Question

A vertical ideal spring is mounted on the floor and has a spring constant of 116 N/m. A 0.60-kg block is placed on the spring in two different ways. (a) In one case, the block is placed on the spring and not released until it rests stationary on the spring in its equilibrium position. Determine the amount (magnitude only) by which the spring is compressed. (b) In a second situation, the block is released from rest immediately after being placed on the spring and falls downward until it comes to a momentary halt.
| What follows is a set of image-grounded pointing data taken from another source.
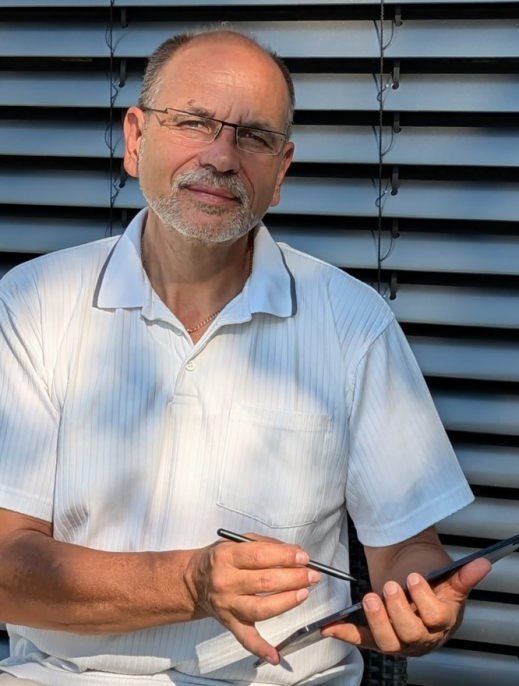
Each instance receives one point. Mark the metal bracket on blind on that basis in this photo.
(395, 181)
(123, 175)
(393, 286)
(122, 73)
(396, 75)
Determine the amount (magnitude only) by which the spring is now compressed.

Answer 1

a

`x = 0.0507 \ m`

b

`d = 0.1014 \ m`

Step-by-step explanation:

From the question we are told that

The spring constant is
`k = 116 \ N/m`

The mass of the block is
`m = 0.60 \ kg`

Considering question a

Generally the weight of the block is mathematically represented as

`W = m * g`

=>
`W = 0.60 * 9.8`

=>
`W = 5.88\ N`

Generally the force exerted on the spring is mathematically represented as

`F = k * x`

At equilibrium

`W = F`

=>
`k * x = 5.88`

=>
`116 * x = 5.88`

=>
`x = 0.0507 \ m`

Considering question b

Generally the energy stored in the spring is mathematically represented as

`E = (1)/(2) * k * d^2`

Now the potential energy of the block before it is drooped is mathematically represented as

`PE = m * g * d`

Generally from the law of energy conservation we have that

`E = PE`

=>
`(1)/(2) * k * d^2 = m * g * d`

=>
`(1)/(2) * 116 * d = 0.60 * 9.8`

=>
`d = 0.1014 \ m`